To detect the effects of miR-19b-3p in the proliferation of Capan-2 cells, miR-19b-3p mimic, inhibitor, and their negative controls were transfected. miR-19b-3p was found to be up-regulated after transfected with miR-19b-3p mimic, and down-regulated after transfected with miR-19b-3p inhibitor (Figure 1). After that, as determined by EdU incorporation assay, miR-19b-3p significantly raised the percentage of EdU-positive proliferating cells, while down-regulated miR-19b-3p decreased the percentage of EdU-positive proliferating cells (Figure 2). Consistently, flow cytometry showed that miR-19b-3p overexpression increased the percentage of cells in S phase while miR-19b-3p inhibitor decreased that (Figure 3). Collectively, our data confirmed that miR-19b-3p promoted Capan-2 cells proliferation.

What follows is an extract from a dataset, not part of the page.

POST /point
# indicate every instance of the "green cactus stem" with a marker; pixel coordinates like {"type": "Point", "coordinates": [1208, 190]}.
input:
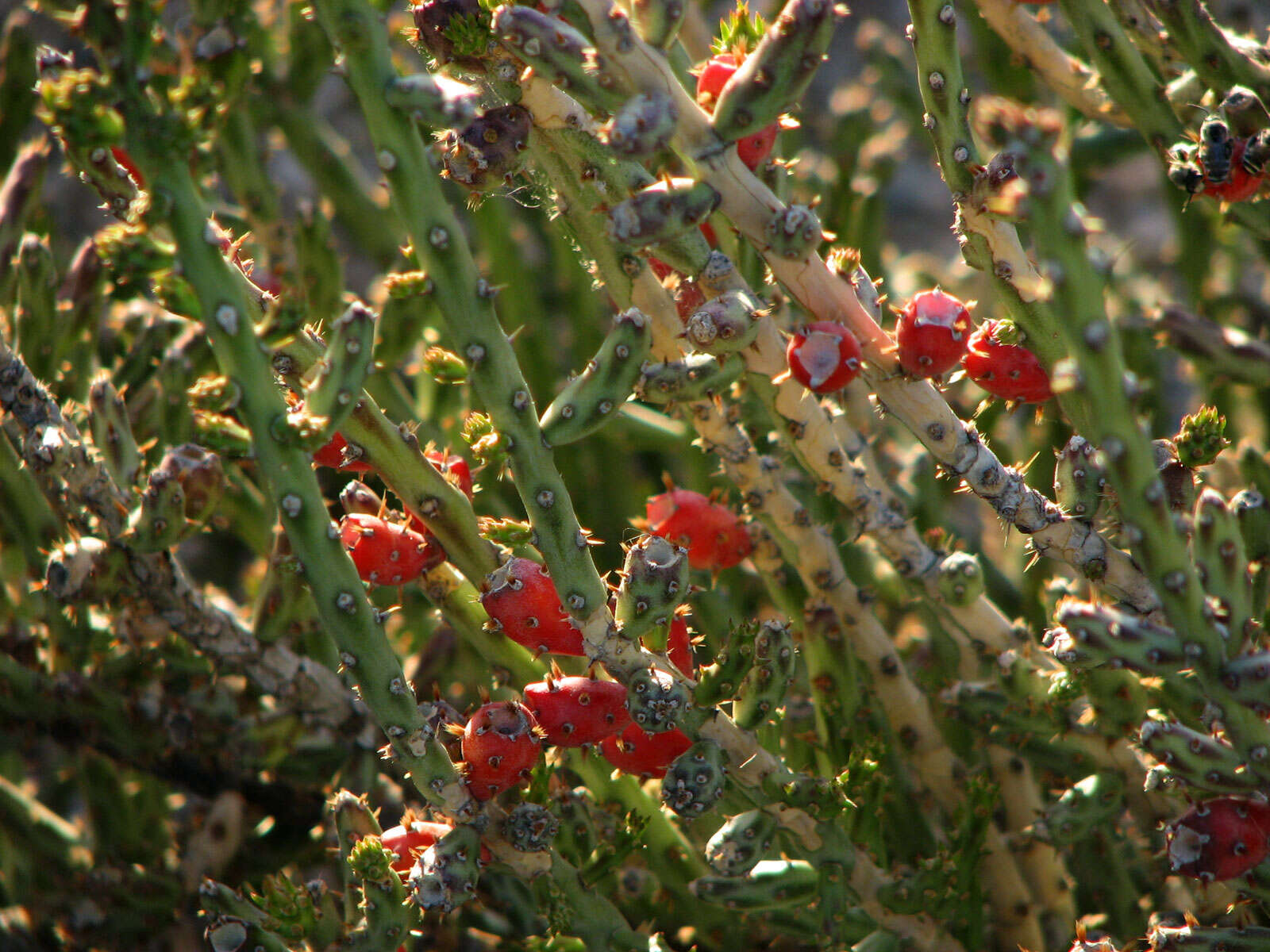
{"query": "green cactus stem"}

PTEN was a target gene of miR-19b-3p in Capan-2 cells
Whether PTEN is a target gene of miR-19b-3p in Capan-2 cells remains undetermined. By western blotting, it was found that miR-19b-3p mimic downregulated PTEN while miR-19b-3p inhibitor upregulated PTEN in Capan-2 cells. This data suggested that miR-19b-3p regulated PTEN at least at the protein level in Capan-2 cells (Figure 4).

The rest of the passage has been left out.